GBA boss files suit at Supreme Court over payment of ex gratia to MPs

The Brong Ahafo Regional Chairman of the Ghana Bar Association (GBA) Alfred Tuah Yeboah has filed a suit at the Supreme Court challenging the approval of a 10% increase in emoluments for outgoing government appointees and other article 71 office holders.

He’s particularly asking if Members of Parliament should be paid retiring package every four years on expiration of a Parliament.

Presently, retiring Supreme Court and High Court Judges, the President and his vice, outgoing ministers and MPs are paid a lumpsum retiring packages, however the MPs they are paid such monies every four years.

But Lawyer Alfred Tuah Yeboah believes the treatment given the MPs is not in conformity with the constitution.
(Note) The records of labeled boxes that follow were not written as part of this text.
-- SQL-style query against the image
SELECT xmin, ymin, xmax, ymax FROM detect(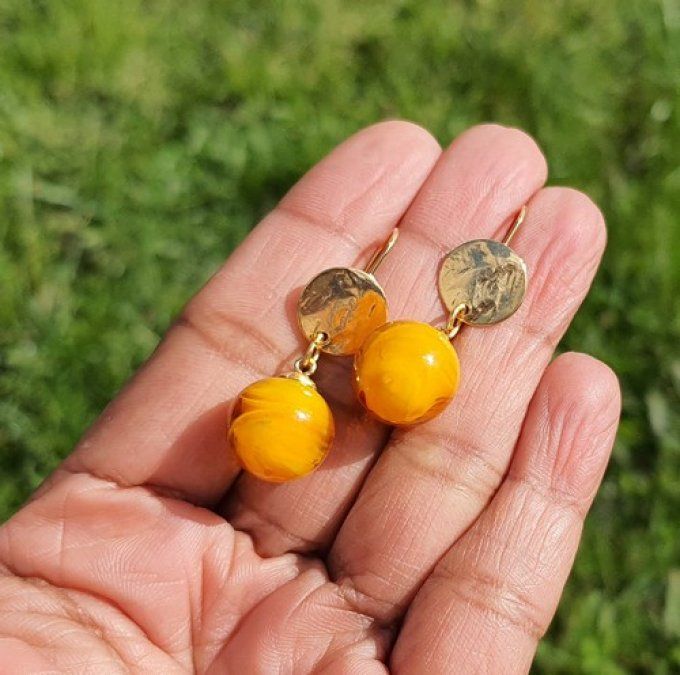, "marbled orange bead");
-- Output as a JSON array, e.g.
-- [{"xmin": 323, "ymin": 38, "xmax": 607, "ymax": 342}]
[
  {"xmin": 354, "ymin": 321, "xmax": 460, "ymax": 425},
  {"xmin": 229, "ymin": 377, "xmax": 335, "ymax": 483}
]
“If you’re an MP and you take your retirement benefit it means that you’re now out of parliament, that is the essence of retirement. Who in Ghana has gone on retirement three, four, or five times. If that was the intention of article 71, then that will mean that all Superior Court Judges will have to retire every four years, take their benefits and come back. A judge will take his retirement benefit when he/she gets to his retirement age of either 65 or 70, but MPs take it every four years…I think it’s unconscionable and that is not a rational of article 71, finetune it and make sure that people do not benefit unduly under the guise of retiring every four years.”